Microsoft met en garde contre une menace émergente ciblant les portefeuilles de crypto-monnaie connectés à Internet, signalant un départ dans l’utilisation des pièces numériques dans les cyberattaques.
Le géant de la technologie a surnommé la nouvelle menace « cryware », les attaques entraînant le vol irréversible de monnaies virtuelles au moyen de transferts frauduleux vers un portefeuille contrôlé par l’adversaire.
« Les cryowares sont des voleurs d’informations qui collectent et exfiltrent des données directement à partir de portefeuilles de crypto-monnaie non dépositaires, également connus sous le nom de portefeuilles chauds« , Berman Enconado et Laurie Kirk de l’équipe de recherche Microsoft 365 Defender mentionné dans un nouveau rapport.
« Parce que les portefeuilles chauds, contrairement aux portefeuilles de garde, sont stockés localement sur un appareil et offrent un accès plus facile aux clés cryptographiques nécessaires pour effectuer des transactions, de plus en plus de menaces les ciblent. »
Les attaques de ce genre ne sont pas théoriques.

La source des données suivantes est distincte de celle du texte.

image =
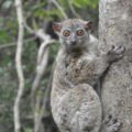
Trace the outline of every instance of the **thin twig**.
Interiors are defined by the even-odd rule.
[[[24,90],[24,76],[22,70],[22,48],[23,48],[23,36],[24,36],[24,28],[23,28],[23,12],[22,12],[22,3],[21,0],[15,0],[16,7],[16,15],[19,23],[19,36],[18,36],[18,45],[16,45],[16,54],[15,54],[15,67],[19,78],[19,90],[14,102],[14,132],[21,132],[21,122],[20,122],[20,103],[21,98]]]
[[[24,40],[23,43],[32,42],[32,41],[34,41],[35,38],[36,38],[36,36],[31,37],[31,38],[28,38],[28,40]],[[13,47],[13,46],[16,46],[16,42],[8,43],[8,44],[1,44],[0,50]]]
[[[65,19],[68,19],[68,16],[65,13],[64,9],[62,8],[62,6],[56,0],[51,0],[51,2],[54,3],[54,6],[61,11],[61,13],[63,14],[63,16]]]

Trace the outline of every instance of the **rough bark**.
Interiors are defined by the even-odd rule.
[[[123,45],[124,57],[112,64],[102,82],[103,117],[111,113],[132,132],[132,0],[100,0],[100,48]]]

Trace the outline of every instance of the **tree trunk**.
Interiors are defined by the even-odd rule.
[[[99,42],[102,51],[125,46],[124,57],[112,64],[102,81],[103,116],[111,113],[132,132],[132,0],[100,0]]]

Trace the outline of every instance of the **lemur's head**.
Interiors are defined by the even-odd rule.
[[[62,44],[74,50],[86,46],[91,26],[91,21],[69,19],[63,22],[55,22],[53,30],[58,34]]]

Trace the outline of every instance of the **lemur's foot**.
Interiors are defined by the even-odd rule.
[[[110,114],[105,119],[103,125],[106,128],[106,132],[119,132],[122,123]]]
[[[123,57],[124,51],[125,51],[124,46],[112,45],[111,50],[108,51],[109,61],[114,62],[117,59],[120,59],[121,57]]]

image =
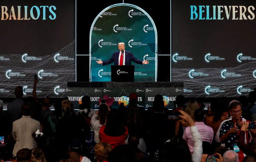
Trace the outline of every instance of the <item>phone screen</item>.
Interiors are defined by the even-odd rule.
[[[0,136],[0,144],[4,144],[4,136]]]

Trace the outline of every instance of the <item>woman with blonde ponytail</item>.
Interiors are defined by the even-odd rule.
[[[42,149],[36,147],[32,151],[31,162],[47,162]]]

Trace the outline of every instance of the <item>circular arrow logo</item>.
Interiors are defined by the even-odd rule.
[[[175,62],[177,62],[177,61],[175,60],[175,59],[174,59],[174,58],[175,56],[178,56],[178,55],[179,55],[179,54],[178,54],[176,53],[175,53],[172,56],[172,60]]]
[[[133,39],[131,39],[129,41],[129,42],[128,42],[128,46],[129,46],[129,47],[130,47],[131,48],[132,48],[132,46],[131,46],[131,45],[130,45],[130,42],[132,42],[132,41],[133,41],[133,40],[134,40]]]
[[[59,53],[57,53],[54,55],[54,57],[53,58],[54,61],[56,62],[59,62],[59,61],[56,60],[56,57],[57,57],[57,56],[60,56],[60,54],[59,54]]]
[[[194,78],[193,76],[192,76],[190,75],[190,73],[191,72],[194,72],[194,71],[195,71],[195,70],[194,70],[193,69],[192,69],[192,70],[191,70],[190,71],[189,71],[189,72],[188,72],[188,76],[189,76],[190,78],[192,78],[192,79],[193,79]]]
[[[242,93],[241,93],[241,92],[240,92],[240,90],[239,89],[242,87],[243,86],[240,86],[238,87],[237,87],[237,88],[236,89],[236,92],[237,92],[237,93],[239,94],[239,95],[242,95]]]
[[[253,77],[256,78],[256,76],[255,75],[255,73],[256,73],[256,70],[253,71],[253,72],[252,73],[252,75],[253,76]]]
[[[99,75],[99,76],[100,78],[102,78],[102,76],[101,76],[100,75],[100,72],[101,72],[101,71],[103,71],[103,69],[101,69],[101,70],[99,70],[99,71],[98,72],[98,75]]]
[[[24,89],[26,89],[27,88],[28,88],[28,86],[24,86],[24,87],[23,87],[23,88],[22,88],[22,91],[23,91],[23,94],[24,95],[26,95],[27,94],[24,92]]]
[[[209,60],[208,60],[208,57],[209,56],[211,55],[211,54],[209,53],[205,55],[204,56],[204,60],[205,60],[205,61],[207,62],[209,62],[210,61]]]
[[[8,73],[10,73],[11,71],[12,70],[11,70],[11,69],[10,69],[9,70],[7,70],[7,71],[6,72],[6,73],[5,73],[5,76],[8,79],[10,79],[11,78],[9,76],[8,76]]]
[[[42,73],[43,71],[44,70],[43,70],[42,69],[39,71],[39,72],[38,72],[38,73],[37,73],[37,75],[38,75],[38,77],[40,79],[43,79],[43,77],[40,76],[40,73]]]
[[[25,53],[25,54],[22,55],[22,56],[21,56],[21,60],[22,60],[22,61],[24,62],[27,62],[26,61],[24,60],[23,57],[27,55],[28,54],[27,54],[27,53]]]
[[[148,54],[146,54],[146,55],[144,55],[144,57],[143,57],[143,61],[145,61],[145,58],[146,57],[148,57]]]
[[[204,89],[204,92],[205,92],[205,93],[207,94],[207,95],[210,94],[210,93],[209,93],[208,92],[207,92],[207,89],[209,88],[210,87],[211,87],[211,86],[207,86],[206,87],[205,87],[205,88]]]
[[[57,88],[59,88],[60,86],[57,86],[55,87],[55,88],[54,88],[54,93],[55,94],[56,94],[57,95],[59,95],[59,94],[57,93],[57,92],[56,92],[56,90],[57,89]]]
[[[148,25],[147,24],[147,25],[144,26],[144,27],[143,27],[143,30],[144,30],[144,32],[145,32],[147,33],[148,31],[146,31],[146,30],[145,30],[145,28],[146,27],[146,26],[148,26]]]
[[[236,60],[237,60],[238,62],[242,62],[242,61],[240,60],[240,57],[242,55],[243,55],[243,53],[241,53],[238,54],[238,55],[237,55],[237,56],[236,56]]]
[[[226,77],[223,76],[223,73],[226,71],[227,71],[227,70],[224,69],[224,70],[221,71],[221,72],[220,73],[220,75],[221,76],[221,77],[222,77],[224,79],[226,78]]]
[[[103,41],[103,40],[102,39],[100,39],[100,40],[99,40],[99,42],[98,42],[98,45],[99,45],[99,46],[100,46],[100,48],[102,48],[102,46],[100,46],[100,42],[101,42],[101,41]]]
[[[129,12],[128,12],[128,15],[129,15],[130,18],[132,18],[132,17],[130,15],[130,12],[132,12],[133,11],[133,10],[131,10],[129,11]]]
[[[113,30],[114,30],[114,32],[115,32],[116,33],[117,32],[117,31],[116,31],[116,30],[115,30],[115,28],[116,26],[118,26],[118,24],[116,24],[116,25],[114,26],[114,27],[113,27]]]

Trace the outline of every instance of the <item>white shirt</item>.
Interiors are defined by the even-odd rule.
[[[125,53],[125,50],[124,50],[124,53],[123,53],[123,58],[124,61],[123,61],[123,65],[125,65],[125,64],[124,63],[125,62],[125,55],[124,54]],[[118,58],[118,65],[119,65],[120,64],[120,58],[121,57],[121,54],[122,54],[122,52],[121,51],[120,51],[120,52],[119,53],[119,57]]]

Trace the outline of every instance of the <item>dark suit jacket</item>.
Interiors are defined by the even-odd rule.
[[[114,65],[118,65],[118,57],[119,57],[120,53],[120,51],[119,51],[114,53],[112,57],[111,57],[111,58],[109,60],[102,61],[102,65],[105,65],[110,64],[114,62]],[[125,51],[124,54],[125,55],[125,60],[124,63],[125,65],[132,65],[132,61],[136,64],[143,65],[143,63],[142,62],[142,61],[136,59],[130,52]]]

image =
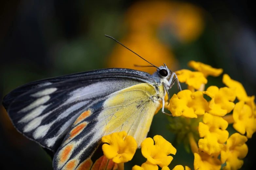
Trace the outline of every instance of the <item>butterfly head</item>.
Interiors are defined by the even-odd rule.
[[[157,71],[152,75],[155,79],[159,80],[159,82],[167,83],[171,77],[172,71],[168,68],[167,66],[164,63],[164,65],[158,67]]]

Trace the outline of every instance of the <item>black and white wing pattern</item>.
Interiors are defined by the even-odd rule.
[[[155,93],[150,76],[111,68],[46,79],[14,90],[3,105],[19,131],[56,152],[55,169],[66,169],[71,163],[75,169],[104,135],[125,130],[138,141],[145,137],[159,104],[149,99]],[[104,130],[96,135],[98,128]]]

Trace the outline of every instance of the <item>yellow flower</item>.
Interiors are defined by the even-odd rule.
[[[227,87],[219,88],[212,86],[208,87],[204,93],[212,98],[209,102],[209,113],[216,116],[223,116],[230,113],[234,108],[233,102],[235,94],[231,89]]]
[[[245,157],[248,151],[245,142],[247,138],[238,133],[231,135],[227,141],[227,145],[220,152],[221,163],[226,162],[223,170],[235,170],[240,169],[244,164],[241,159]]]
[[[233,112],[234,128],[239,133],[251,138],[256,131],[256,120],[252,114],[251,108],[245,102],[241,101],[237,103]]]
[[[248,100],[247,93],[241,83],[231,79],[227,74],[223,75],[222,81],[227,86],[234,89],[236,95],[239,101],[247,101]]]
[[[198,71],[191,71],[189,70],[183,69],[175,72],[180,82],[186,83],[189,89],[192,87],[199,89],[202,84],[207,83],[207,80],[204,74]]]
[[[216,77],[219,76],[223,72],[223,69],[222,68],[214,68],[211,65],[200,62],[190,61],[188,65],[195,70],[202,73],[206,78],[208,76]]]
[[[252,109],[252,113],[256,116],[256,105],[254,99],[255,96],[248,96],[243,85],[241,83],[231,79],[228,75],[225,74],[223,76],[222,81],[226,86],[234,89],[237,99],[240,101],[244,101]]]
[[[175,155],[176,149],[161,136],[156,135],[153,138],[154,145],[154,140],[150,137],[146,138],[141,143],[142,155],[151,163],[161,167],[168,166],[173,158],[168,155],[171,153]]]
[[[182,115],[188,118],[197,118],[197,115],[204,114],[208,108],[208,103],[202,92],[192,92],[186,90],[174,94],[166,107],[173,116]]]
[[[211,155],[219,153],[223,147],[223,144],[229,137],[229,132],[226,130],[228,122],[221,117],[207,113],[204,115],[203,121],[199,122],[198,131],[201,137],[198,142],[199,148]]]
[[[102,142],[107,143],[102,145],[103,153],[107,158],[112,159],[113,162],[117,163],[131,160],[137,149],[137,143],[132,136],[127,135],[123,131],[102,137]]]
[[[166,169],[167,170],[168,169]],[[162,169],[162,170],[163,170],[163,167]],[[182,165],[178,165],[176,166],[174,168],[172,169],[172,170],[184,170],[184,167]],[[185,170],[191,170],[191,169],[188,166],[185,166]]]
[[[158,166],[155,164],[153,164],[148,161],[147,161],[141,165],[141,166],[136,165],[132,167],[132,170],[158,170]]]
[[[254,117],[256,117],[256,105],[255,104],[254,99],[255,99],[254,96],[248,96],[248,100],[246,101],[246,103],[251,107],[252,113]]]
[[[195,170],[219,170],[221,163],[218,159],[219,153],[209,155],[203,152],[194,153],[194,168]]]

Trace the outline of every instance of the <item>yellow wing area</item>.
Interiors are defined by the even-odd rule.
[[[159,101],[154,102],[151,99],[156,94],[155,88],[145,83],[112,94],[104,103],[103,110],[98,118],[104,127],[104,135],[125,131],[134,138],[140,147],[160,104]]]

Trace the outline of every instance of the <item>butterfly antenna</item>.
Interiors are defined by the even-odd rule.
[[[154,65],[140,65],[134,64],[135,67],[155,67]]]
[[[128,48],[127,48],[123,44],[122,44],[122,43],[120,43],[120,42],[119,42],[119,41],[117,41],[117,40],[115,39],[115,38],[114,38],[113,37],[112,37],[111,36],[110,36],[109,35],[105,35],[105,36],[106,36],[107,37],[108,37],[109,38],[111,38],[113,39],[115,41],[116,41],[117,42],[118,42],[118,43],[119,43],[119,44],[121,44],[121,45],[122,45],[122,46],[124,46],[124,47],[125,47],[125,48],[126,48],[127,49],[128,49],[128,50],[129,50],[130,51],[131,51],[131,52],[133,52],[133,53],[134,53],[134,54],[136,54],[136,55],[137,55],[137,56],[139,56],[141,58],[142,58],[142,59],[143,59],[143,60],[145,60],[145,61],[146,61],[146,62],[148,62],[148,63],[149,63],[150,64],[151,64],[151,65],[152,65],[153,66],[153,67],[155,67],[157,68],[158,68],[158,69],[159,68],[158,67],[157,67],[155,65],[154,65],[152,64],[151,63],[147,61],[145,59],[144,59],[144,58],[142,58],[142,57],[141,57],[141,56],[140,56],[140,55],[139,55],[139,54],[137,54],[137,53],[136,53],[135,52],[133,51],[132,51],[131,50],[130,50],[130,49],[129,49]]]

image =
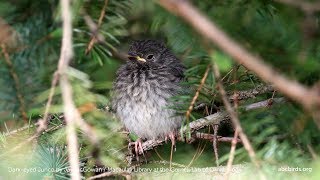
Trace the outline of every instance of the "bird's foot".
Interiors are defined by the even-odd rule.
[[[172,144],[172,147],[173,147],[174,151],[176,151],[176,137],[175,137],[175,133],[174,133],[174,132],[170,132],[170,133],[168,134],[168,136],[165,137],[165,141],[166,141],[166,142],[167,142],[168,137],[169,137],[169,139],[170,139],[170,141],[171,141],[171,144]]]
[[[130,142],[129,146],[134,145],[134,152],[136,153],[136,159],[139,161],[139,152],[144,156],[144,151],[142,148],[142,140],[141,138],[138,138],[135,142]]]

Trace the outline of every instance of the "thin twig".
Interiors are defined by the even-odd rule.
[[[213,146],[213,151],[214,151],[214,157],[216,159],[216,165],[217,167],[219,166],[219,154],[218,154],[218,128],[219,128],[219,125],[213,125],[213,141],[212,141],[212,146]]]
[[[100,28],[100,26],[102,24],[103,17],[106,14],[107,5],[108,5],[108,0],[105,0],[104,1],[104,5],[102,7],[102,10],[100,12],[98,25],[97,26],[93,26],[91,28],[91,31],[94,32],[94,33],[92,34],[92,38],[91,38],[90,42],[88,43],[88,46],[87,46],[86,51],[85,51],[85,54],[88,54],[91,51],[91,49],[93,48],[93,45],[97,42],[97,37],[96,37],[97,33],[96,32],[98,31],[98,29]],[[87,16],[85,16],[85,17],[87,17]],[[88,24],[88,22],[90,22],[90,20],[88,18],[85,19],[85,20],[86,20],[87,24]],[[93,24],[94,25],[94,23],[89,23],[89,24]]]
[[[238,134],[239,134],[238,130],[236,129],[234,132],[234,136],[232,138],[232,141],[231,141],[231,149],[230,149],[229,159],[228,159],[228,163],[227,163],[227,170],[224,174],[225,179],[229,179],[229,174],[231,172],[232,162],[234,159],[234,153],[235,153],[236,146],[237,146]]]
[[[14,82],[14,88],[16,90],[17,99],[18,99],[19,104],[20,104],[19,111],[21,113],[23,121],[27,124],[28,123],[28,116],[27,116],[27,113],[26,113],[25,102],[24,102],[24,99],[23,99],[23,96],[22,96],[18,75],[14,70],[13,64],[12,64],[12,62],[10,60],[10,57],[9,57],[9,53],[7,52],[6,45],[5,44],[1,44],[1,49],[2,49],[2,53],[4,55],[5,63],[8,66],[10,75],[11,75],[11,77],[13,79],[13,82]]]
[[[316,91],[296,81],[289,80],[267,65],[260,57],[252,55],[239,43],[227,36],[214,22],[192,6],[189,1],[159,0],[158,2],[168,11],[185,19],[194,29],[215,43],[239,64],[255,72],[264,81],[272,83],[277,90],[302,104],[307,110],[311,112],[319,111],[320,95]],[[320,128],[320,120],[316,118],[314,120]]]
[[[242,140],[243,146],[247,150],[251,161],[253,162],[253,164],[257,167],[257,169],[260,172],[261,165],[256,158],[256,153],[254,152],[253,147],[252,147],[247,135],[244,133],[244,131],[241,127],[238,115],[233,110],[230,102],[228,101],[226,91],[224,90],[224,87],[223,87],[221,79],[220,79],[220,72],[219,72],[218,66],[215,63],[213,63],[212,68],[213,68],[213,73],[216,78],[217,86],[218,86],[222,101],[226,107],[227,112],[229,113],[232,124],[233,124],[234,128],[238,131],[239,136]],[[261,172],[260,172],[260,176],[262,179],[265,179],[264,175]]]
[[[202,77],[202,79],[201,79],[201,81],[200,81],[200,85],[199,85],[199,87],[198,87],[195,95],[193,96],[192,101],[191,101],[191,103],[190,103],[190,106],[189,106],[189,108],[188,108],[188,110],[187,110],[187,112],[186,112],[186,118],[187,118],[187,119],[189,119],[190,114],[191,114],[191,112],[192,112],[192,110],[193,110],[194,103],[195,103],[196,100],[198,99],[198,96],[199,96],[199,94],[200,94],[200,91],[201,91],[204,83],[206,82],[206,79],[207,79],[208,73],[209,73],[209,69],[210,69],[210,66],[208,65],[208,67],[207,67],[207,69],[206,69],[205,73],[203,74],[203,77]]]

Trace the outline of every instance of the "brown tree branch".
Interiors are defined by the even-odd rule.
[[[277,101],[275,101],[275,103],[277,103]],[[263,103],[258,102],[258,104],[260,104],[261,106],[255,106],[254,109],[266,107],[265,104],[263,104]],[[247,106],[250,106],[250,105],[247,105]],[[247,106],[245,106],[245,107],[247,107]],[[244,108],[244,109],[246,109],[246,108]],[[250,110],[253,110],[253,109],[250,109]],[[210,135],[210,137],[209,137],[209,136],[204,135],[203,133],[199,133],[196,131],[199,129],[202,129],[206,126],[209,126],[209,125],[215,125],[215,124],[219,125],[222,121],[230,121],[230,117],[229,117],[228,113],[225,111],[219,111],[219,112],[216,112],[216,113],[211,114],[209,116],[192,121],[189,123],[189,125],[188,125],[189,127],[187,127],[187,126],[183,127],[181,129],[181,132],[182,132],[182,134],[185,134],[190,129],[191,134],[196,133],[194,137],[200,138],[200,139],[211,140],[213,138],[213,135]],[[184,138],[182,138],[180,136],[180,133],[176,134],[176,137],[177,137],[178,141],[184,141]],[[231,139],[226,138],[226,137],[224,137],[224,138],[218,137],[218,141],[224,141],[224,142],[230,142]],[[237,140],[237,141],[242,142],[241,140],[240,141]],[[148,140],[148,141],[142,143],[143,151],[151,150],[159,145],[162,145],[164,142],[165,142],[164,139]],[[139,151],[139,154],[142,154],[142,152]]]
[[[27,116],[27,113],[26,113],[25,102],[24,102],[24,99],[23,99],[23,96],[22,96],[18,75],[14,70],[14,67],[13,67],[13,64],[12,64],[12,62],[10,60],[9,53],[7,51],[6,45],[5,44],[1,44],[1,49],[2,49],[2,53],[4,55],[4,61],[8,66],[10,75],[11,75],[11,77],[13,79],[13,82],[14,82],[14,88],[16,90],[17,99],[18,99],[19,104],[20,104],[19,111],[21,113],[21,116],[22,116],[22,119],[23,119],[24,123],[27,124],[28,123],[28,116]]]
[[[301,1],[301,0],[275,0],[275,1],[297,7],[307,13],[320,11],[320,2],[307,2],[307,1]]]
[[[317,92],[294,80],[289,80],[267,65],[260,57],[252,55],[188,1],[159,0],[158,2],[168,11],[182,17],[201,35],[215,43],[239,64],[255,72],[264,81],[272,83],[275,89],[302,104],[307,110],[319,110],[320,95]],[[320,120],[315,119],[315,122],[320,128]]]
[[[78,140],[76,134],[76,118],[81,115],[76,109],[72,99],[72,87],[70,85],[67,71],[69,63],[73,57],[72,49],[72,16],[70,8],[70,0],[60,0],[61,16],[62,16],[62,45],[60,59],[58,64],[58,73],[60,75],[60,88],[63,100],[64,116],[67,122],[66,133],[68,143],[68,159],[71,167],[71,179],[80,179]]]
[[[244,148],[247,150],[251,161],[259,169],[260,163],[258,162],[258,160],[256,158],[256,153],[254,152],[253,147],[252,147],[247,135],[244,133],[244,131],[241,127],[237,113],[234,111],[230,102],[228,101],[226,91],[224,90],[224,87],[221,82],[220,72],[219,72],[218,66],[216,64],[213,64],[213,73],[214,73],[214,77],[216,79],[218,90],[221,94],[222,101],[223,101],[223,103],[226,107],[226,110],[230,116],[232,124],[233,124],[234,128],[237,130],[237,132],[239,133],[239,136],[243,142]]]
[[[274,89],[271,85],[260,85],[257,86],[254,89],[250,90],[243,90],[243,91],[237,91],[236,93],[227,93],[229,96],[230,101],[234,101],[235,99],[237,100],[243,100],[243,99],[249,99],[249,98],[255,98],[259,94],[264,94],[267,92],[273,92]]]

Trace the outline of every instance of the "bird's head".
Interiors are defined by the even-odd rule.
[[[141,66],[165,65],[175,60],[174,56],[164,46],[156,40],[134,41],[128,51],[130,63]]]

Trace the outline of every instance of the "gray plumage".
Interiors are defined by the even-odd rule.
[[[114,82],[113,109],[125,127],[140,138],[164,138],[181,126],[182,117],[167,106],[169,98],[181,90],[185,68],[154,40],[135,41],[128,55]]]

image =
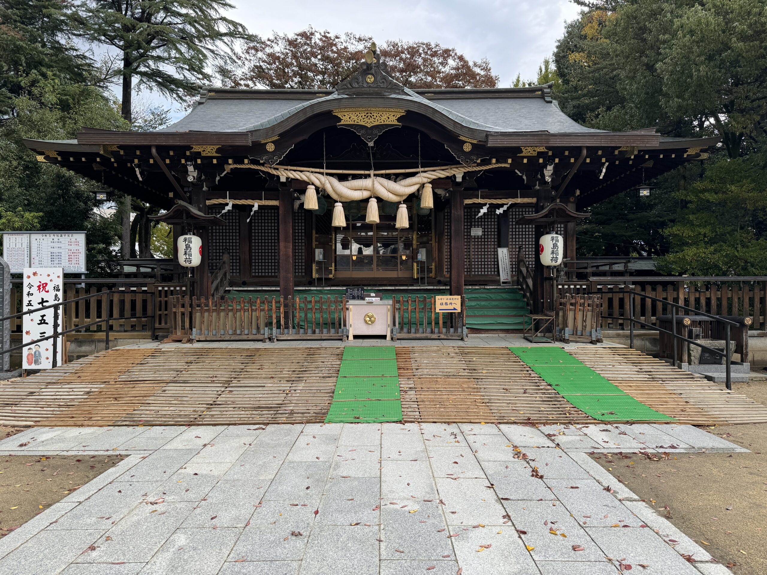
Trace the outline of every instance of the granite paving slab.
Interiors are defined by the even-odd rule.
[[[739,449],[689,426],[592,427],[591,436],[492,424],[126,428],[120,450],[141,445],[146,456],[130,455],[0,540],[0,575],[618,573],[606,557],[646,564],[648,575],[729,573],[690,567],[680,554],[710,556],[621,485],[605,491],[612,477],[583,445]],[[81,448],[114,430],[25,433]],[[117,431],[98,450],[66,452],[103,455]]]
[[[216,575],[240,529],[177,529],[140,572],[141,575]]]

Plus tôt cette année, Kaspersky a dévoilé une campagne à motivation financière organisée par le groupe Lazarus basé en Corée du Nord, qui impliquait de cibler des sociétés de cryptographie avec des logiciels malveillants conçus pour drainer des fonds des portefeuilles chauds.
Cryware englobe les menaces suivantes –
- Cryptojackers qui consomment subrepticement les ressources de l’appareil d’une cible pour extraire la crypto-monnaie
- Logiciels de rançon campagnes qui utilisent la crypto-monnaie comme paiement de rançon pour éviter la détection
- Voleurs d’informations (par exemple, Mars Stealer, RedLine Stealer, Arkeiet Raccoon) qui sont de plus en plus mis à niveau pour siphonner les données du portefeuille actif aux côtés d’autres informations précieuses stockées dans le système, et
- ClipBankers (alias clippers) qui volent la crypto-monnaie lors des transactions en surveillant le presse-papiers et en remplaçant l’adresse du portefeuille d’origine par l’adresse de l’attaquant
Ces attaques de vol d’informations visent à extraire des données de portefeuille chaud telles que des clés privées, des phrases de départ et des adresses de portefeuille, permettant ainsi à l’auteur de la menace d’initier des transactions malveillantes et de transférer des fonds vers un autre portefeuille.
Alternativement, on a également observé que les cybercriminels utilisaient des techniques telles que le vidage de mémoire pour afficher les clés privées en clair, l’enregistrement de frappe pour capturer les frappes saisies par une victime ou la conception de sites Web de portefeuille similaires pour inciter les utilisateurs à entrer leurs clés privées.
Pour atténuer ces menaces, Microsoft recommande aux utilisateurs et aux organisations de verrouiller les portefeuilles actifs lorsqu’ils ne négocient pas, de déconnecter les sites connectés à un portefeuille, d’éviter de stocker les clés privées en clair et de vérifier la valeur de l’adresse du portefeuille lors du copier-coller des informations.
« Cryware signifie un changement dans l’utilisation des crypto-monnaies dans les attaques : non plus comme un moyen pour parvenir à une fin, mais comme la fin elle-même », ont déclaré les chercheurs.